Il progetto racconterà infatti una storia originale incentrata su Bryan, un corriere medico interpretato da Austin Abrams che finisce coinvolto nell’epidemia. Cregger ha escluso l’intenzione di riproporre la vicenda di Leon Kennedy: Bryan attraverserà un percorso autonomo, collocato ai margini degli avvenimenti già conosciuti dal pubblico della saga. La presenza di elementi familiari non trasformerà quindi il film in una nuova trasposizione diretta della trama di Resident Evil 2.
La fedeltà ricercata dal regista riguarda soprattutto l’esperienza survival horror.

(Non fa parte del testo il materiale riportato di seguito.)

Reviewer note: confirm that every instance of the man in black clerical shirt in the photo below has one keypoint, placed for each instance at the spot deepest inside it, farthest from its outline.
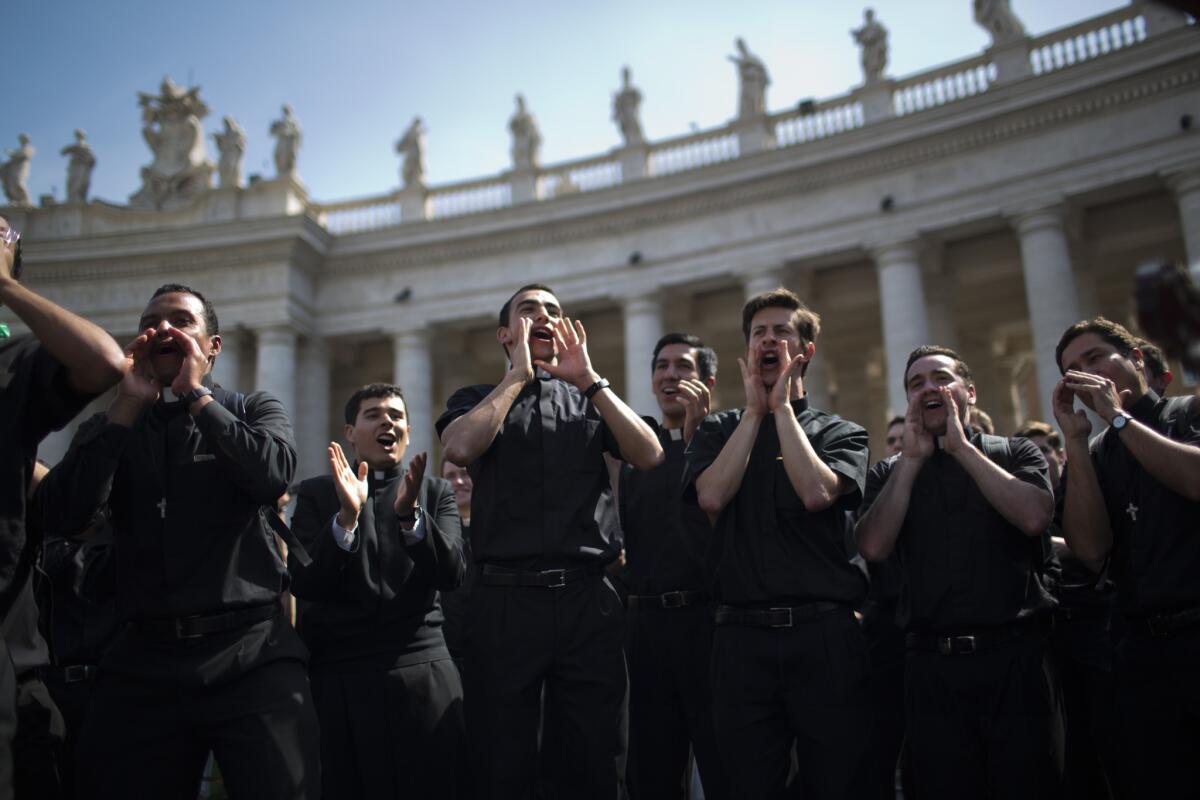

Cregger vuole trasferire sullo schermo la gestione limitata delle risorse, la progressione delle armi, il passaggio tra ambientazioni diverse e l’aumento graduale dei pericoli. Sono meccanismi centrali nei giochi di Capcom e rappresentano il legame principale scelto per questa versione cinematografica, anche quando ambientazione e cronologia seguono una strada indipendente.
Cregger, già regista di Barbarian e Weapons, ha scritto la sceneggiatura insieme a Shay Hatten. Oltre ad Austin Abrams, il cast comprende Paul Walter Hauser, Kali Reis e Zach Cherry. I dettagli disponibili delineano così un adattamento costruito attorno a nuovi personaggi, con Raccoon City e l’epidemia utilizzate come cornice per una storia separata da quelle già raccontate nei videogiochi.
Il nuovo Resident Evil arriverà nei cinema internazionali il 18 settembre 2026. La spiegazione di Cregger chiarisce per ora l’origine delle apparenti incongruenze mostrate nella promozione: neve e tecnologia contemporanea appartengono alla reinterpretazione scelta per il film, mentre il richiamo a Resident Evil 2 descrive la posizione narrativa della storia rispetto all’epidemia.